Ok, the story is interesting, the place is beautiful, the name is nice but now we come to the juice and we talk about cooking, which is the best thing about this Hostaria. The gastronomic proposal of OsottoOsopra certainly derives from the Venetian culinary tradition, because the dishes are made with the ancient and authentic recipes of the grandmother's notes, but wink at the modernity, giving interesting combinations and combinations of unusual textures, capable of enhancing the palate . The combination of research and modern preparation techniques is the watchword for these young chefs who masterfully know the raw material and tradition to then be able to create something new and modern, without ever losing sight of the taste and flavor of the dish: nice yes, but above all good!

At OsottoOsopra I suggest you try their sardines in saor, on the other hand we're here for it, right? They are traditional but licensed, because they are paired with pink pepper berries that give a new flavor, and a black sauce. Delicious, perfect balance on the palate.
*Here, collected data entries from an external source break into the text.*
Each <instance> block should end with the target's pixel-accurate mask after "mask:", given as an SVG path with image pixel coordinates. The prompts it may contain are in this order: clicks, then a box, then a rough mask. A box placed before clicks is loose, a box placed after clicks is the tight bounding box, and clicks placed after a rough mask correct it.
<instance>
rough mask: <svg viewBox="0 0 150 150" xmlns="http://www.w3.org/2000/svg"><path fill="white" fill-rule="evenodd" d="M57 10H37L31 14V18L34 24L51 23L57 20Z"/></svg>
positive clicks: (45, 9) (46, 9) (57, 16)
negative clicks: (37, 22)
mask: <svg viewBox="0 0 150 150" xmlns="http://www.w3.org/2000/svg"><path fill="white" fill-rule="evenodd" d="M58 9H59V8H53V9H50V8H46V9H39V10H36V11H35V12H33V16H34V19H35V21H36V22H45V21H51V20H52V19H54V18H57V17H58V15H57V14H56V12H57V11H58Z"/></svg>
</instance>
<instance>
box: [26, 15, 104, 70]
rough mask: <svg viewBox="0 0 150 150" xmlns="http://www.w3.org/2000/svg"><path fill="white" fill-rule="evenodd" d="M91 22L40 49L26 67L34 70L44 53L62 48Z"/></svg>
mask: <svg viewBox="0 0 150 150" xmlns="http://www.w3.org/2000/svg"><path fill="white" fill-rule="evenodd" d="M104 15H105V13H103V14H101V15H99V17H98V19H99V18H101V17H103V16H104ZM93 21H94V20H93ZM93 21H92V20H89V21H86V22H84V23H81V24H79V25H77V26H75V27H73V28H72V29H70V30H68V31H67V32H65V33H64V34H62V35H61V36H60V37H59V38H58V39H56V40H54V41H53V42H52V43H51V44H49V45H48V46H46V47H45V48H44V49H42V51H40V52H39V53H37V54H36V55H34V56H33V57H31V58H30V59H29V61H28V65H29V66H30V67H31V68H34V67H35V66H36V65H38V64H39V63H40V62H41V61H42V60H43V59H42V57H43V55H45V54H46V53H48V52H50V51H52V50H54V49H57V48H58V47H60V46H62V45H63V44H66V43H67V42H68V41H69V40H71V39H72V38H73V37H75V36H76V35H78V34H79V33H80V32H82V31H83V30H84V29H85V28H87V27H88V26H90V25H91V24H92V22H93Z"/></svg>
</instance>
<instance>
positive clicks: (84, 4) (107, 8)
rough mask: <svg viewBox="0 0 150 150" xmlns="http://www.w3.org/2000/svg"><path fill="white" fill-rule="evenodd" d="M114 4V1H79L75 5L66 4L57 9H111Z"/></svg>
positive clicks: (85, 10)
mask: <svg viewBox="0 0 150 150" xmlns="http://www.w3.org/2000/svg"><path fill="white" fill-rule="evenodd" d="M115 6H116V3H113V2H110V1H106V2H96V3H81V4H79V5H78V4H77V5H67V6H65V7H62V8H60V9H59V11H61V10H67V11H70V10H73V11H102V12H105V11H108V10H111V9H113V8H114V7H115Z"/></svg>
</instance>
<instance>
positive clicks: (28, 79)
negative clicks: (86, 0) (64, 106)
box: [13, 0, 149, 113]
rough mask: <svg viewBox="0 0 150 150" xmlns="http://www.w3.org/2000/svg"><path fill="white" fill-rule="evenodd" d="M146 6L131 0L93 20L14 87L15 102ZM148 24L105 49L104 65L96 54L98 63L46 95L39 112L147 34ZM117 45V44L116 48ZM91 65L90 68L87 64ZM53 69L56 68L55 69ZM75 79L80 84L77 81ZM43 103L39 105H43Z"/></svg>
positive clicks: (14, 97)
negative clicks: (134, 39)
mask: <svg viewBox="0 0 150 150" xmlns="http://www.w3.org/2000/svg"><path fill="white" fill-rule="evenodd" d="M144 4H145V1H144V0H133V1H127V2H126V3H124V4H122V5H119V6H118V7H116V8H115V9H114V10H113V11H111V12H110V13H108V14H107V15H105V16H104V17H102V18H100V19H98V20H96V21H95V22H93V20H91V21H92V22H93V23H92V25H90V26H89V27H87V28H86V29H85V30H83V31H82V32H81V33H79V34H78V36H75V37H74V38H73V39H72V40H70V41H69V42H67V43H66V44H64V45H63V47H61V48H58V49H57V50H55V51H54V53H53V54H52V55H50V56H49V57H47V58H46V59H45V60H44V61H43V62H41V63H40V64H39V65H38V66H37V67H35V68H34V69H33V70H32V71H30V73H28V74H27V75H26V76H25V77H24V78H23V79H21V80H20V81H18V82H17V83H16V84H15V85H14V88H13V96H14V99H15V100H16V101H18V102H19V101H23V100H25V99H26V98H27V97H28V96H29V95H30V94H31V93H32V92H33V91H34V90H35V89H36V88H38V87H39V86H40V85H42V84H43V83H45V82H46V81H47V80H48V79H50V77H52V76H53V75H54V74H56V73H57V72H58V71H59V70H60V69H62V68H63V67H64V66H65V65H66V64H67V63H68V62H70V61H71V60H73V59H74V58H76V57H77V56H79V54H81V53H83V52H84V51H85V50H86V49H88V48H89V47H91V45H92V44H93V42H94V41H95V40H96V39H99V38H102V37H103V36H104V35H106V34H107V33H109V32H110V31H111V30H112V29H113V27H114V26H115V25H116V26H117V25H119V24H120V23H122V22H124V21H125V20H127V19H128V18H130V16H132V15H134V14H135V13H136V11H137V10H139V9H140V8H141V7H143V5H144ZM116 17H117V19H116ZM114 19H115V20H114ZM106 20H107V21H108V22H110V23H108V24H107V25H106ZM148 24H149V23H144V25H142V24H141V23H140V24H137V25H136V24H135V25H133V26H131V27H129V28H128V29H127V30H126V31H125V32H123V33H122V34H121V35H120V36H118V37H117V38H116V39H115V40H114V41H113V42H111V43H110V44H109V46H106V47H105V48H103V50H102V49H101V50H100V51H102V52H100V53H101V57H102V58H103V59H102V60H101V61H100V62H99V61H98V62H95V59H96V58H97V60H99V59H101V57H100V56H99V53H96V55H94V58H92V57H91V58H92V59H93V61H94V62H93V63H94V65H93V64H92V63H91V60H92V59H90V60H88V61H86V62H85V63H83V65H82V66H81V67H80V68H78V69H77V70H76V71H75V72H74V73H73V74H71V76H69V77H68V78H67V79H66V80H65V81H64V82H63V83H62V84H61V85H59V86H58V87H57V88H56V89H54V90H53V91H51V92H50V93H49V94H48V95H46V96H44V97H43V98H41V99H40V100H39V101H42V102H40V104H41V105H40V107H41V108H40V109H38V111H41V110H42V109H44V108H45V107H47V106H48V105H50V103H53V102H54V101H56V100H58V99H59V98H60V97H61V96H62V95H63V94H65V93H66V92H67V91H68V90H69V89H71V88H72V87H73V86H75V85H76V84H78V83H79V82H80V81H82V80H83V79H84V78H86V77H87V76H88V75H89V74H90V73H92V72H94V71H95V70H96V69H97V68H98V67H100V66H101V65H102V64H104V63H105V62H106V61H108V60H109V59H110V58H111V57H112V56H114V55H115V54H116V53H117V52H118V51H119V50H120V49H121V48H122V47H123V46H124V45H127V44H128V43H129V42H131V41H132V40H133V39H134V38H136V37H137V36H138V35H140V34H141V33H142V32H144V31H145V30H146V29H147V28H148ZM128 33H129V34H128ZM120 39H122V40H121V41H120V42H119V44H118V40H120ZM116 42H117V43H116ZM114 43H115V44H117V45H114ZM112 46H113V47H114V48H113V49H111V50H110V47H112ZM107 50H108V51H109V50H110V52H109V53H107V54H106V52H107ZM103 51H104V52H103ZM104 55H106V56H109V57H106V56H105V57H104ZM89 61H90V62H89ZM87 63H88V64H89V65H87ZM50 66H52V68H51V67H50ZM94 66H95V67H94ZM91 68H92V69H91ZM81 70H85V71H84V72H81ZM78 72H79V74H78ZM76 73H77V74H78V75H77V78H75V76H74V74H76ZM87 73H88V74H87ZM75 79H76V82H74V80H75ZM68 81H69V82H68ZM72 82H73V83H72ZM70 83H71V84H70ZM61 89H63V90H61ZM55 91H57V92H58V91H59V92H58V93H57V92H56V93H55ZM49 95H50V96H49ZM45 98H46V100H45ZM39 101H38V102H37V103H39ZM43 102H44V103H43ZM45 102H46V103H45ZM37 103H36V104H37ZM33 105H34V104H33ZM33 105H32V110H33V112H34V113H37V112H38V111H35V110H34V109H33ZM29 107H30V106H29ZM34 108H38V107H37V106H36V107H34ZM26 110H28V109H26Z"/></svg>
I recommend another typical dish but revisited in a modern key: the artichoke base with golden goat cheese on carrot and ginger cream. Creamy, crunchy, delightful.

We still remain in the old Venetian kitchen with the bigoli with the press in anchovy sauce and the rice with cuttlefish ink: they will also be traditional but they are of an incredible good. Long live the tradition!

I am passionate about creamed cod and here, in addition to the classic version on croutons, they propose it paired with an agretti risotto creamed with a broth that seems to be a secret from the chef. Wonderful.

And then there are the pasta with fish or meat sauce, peoci soups and peverasse. Among the latter the menu offers the classic Venetian style liver, grilled fresh fish, Laguna fish specialties. But you can't not taste the beef cheek cooked for eight hours, glazed with Valpolicella and combined with a soft puree of turnip. So tender that you can eat with a spoon.

The wine list is interesting and wide, for any kind of combinations. At the end let yourself be delighted by the exquisite pastries, from the traditional with the tiramisu to the more modern one with cheesecake and panna cotta. All strictly homemade, like in the family.

The staff, young and cheerful, available and prepared will be at your disposal to satisfy requests and make you feel at home.

It is true, this Osotto Ossopra kitchen is gourmet, refined, good and beautiful in the dishes, but do not worry, the prices are reasonable, the line with the quality of the raw materials chosen for the preparations.

And if you visit the Hostaria for the first time you will be offered an aperitif. Nice is not it?

The Hostaria OsottoOsopra is just like at home, among friends.